Following up on finance minister Arun Jaitley’s budget announcement of creating an integrated oil company, ONGC evaluated options of acquiring either HPCL or BPCL—the two downstream oil refining and fuel marketing companies. While acquiring either one of them made a lot of business sense, ONGC found the nation’s second-biggest fuel retailer, BPCL too expensive, people privy to the development said.
BPCL has a market cap of Rs1,01,738 crore and buying government’s 54.93% would along have entailed an outgo of Rs55,885 crore. So, ONGC is in favour of acquiring HPCL, which has a market cap of Rs54,797 crore and buying government’s entire 51.11% stake would entail an outgo of Rs28,006 crore. Another Rs14,000 crore or so would be required in case open offer has to be made.

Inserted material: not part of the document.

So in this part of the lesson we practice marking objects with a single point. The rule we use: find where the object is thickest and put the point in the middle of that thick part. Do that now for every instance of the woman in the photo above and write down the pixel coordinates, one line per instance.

The people said while initially the government was looking at creating an integrated oil company by merging an oil producer with a refiner, the idea was dropped for the fear of not repeating of the Air India-Indian Airlines merger. Similar differences in work culture and ethos prevail in upstream and downstream firms and so the exercise under consideration now is to only help government mop up resources and HPCL would become a mere subsidiary of ONGC. ONGC already has a refining subsidiary in Mangalore Refinery and Petrochemcials Ltd (MPRL).
The people said an open offer to buy another 26% stake from other shareholders of HPCL would at current price cost ONGC another Rs14,247 crore. As per the Securities and Exchange Board of India’s (Sebi) takeover code, if a company acquires more than 25% in another listed company, it has to make an open offer to buy at least 26% more in the target firm.
Some reports have suggested that ONGC buying government stake in HPCL may not trigger an open-offer rule as the government’s holding is being transferred to another state-run firm and the ownership is not going to change. But the people said that way back in February 2002, state- owned Indian Oil Corp (IOC) had acquired government’s 33.58% stake in fuel retailer IBP Co Ltd for Rs1,153.68 crore and had to make an open offer for additional shares. Both IOC and IBP were government-owned companies.
The people said the oil ministry and ONGC may try and seek exemption from the open offer to keep the acquisition cost low. ONGC has cash reserve of Rs13,014 crore and to fund the government stake acquisition in HPCL it will have to borrow at least Rs18,000 crore, they said. If the open offer is made, additional borrowings would have to be done.
There are only six major companies in the oil sector—ONGC and Oil India Ltd being the oil producers, IOC, HPCL and BPCL in refinery business and GAIL in midstream gas transportation business. The rest such as ONGC Videsh, Chennai Petroleum Corp (CPCL), Numaligarh Refinery Ltd and MRPL are already subsidiaries of one of these six public-sector undertakings (PSUs). The people said the options were very limited and ONGC chose HPCL over BPCL.
HPCL will add 23.8 million tonnes of annual oil refining capacity to ONGC’s portfolio, making it the third-largest refiner in the country after IOC and Reliance Industries. ONGC already is majority owner of MRPL, which has a 15 million tonnes refinery.
The people said ONGC buying HPCL will require two sets of Cabinet approval—one where the government approves sale of its all or part of its 51.11% stake to ONGC, and the other for allowing ONGC to spend the money on stake buy.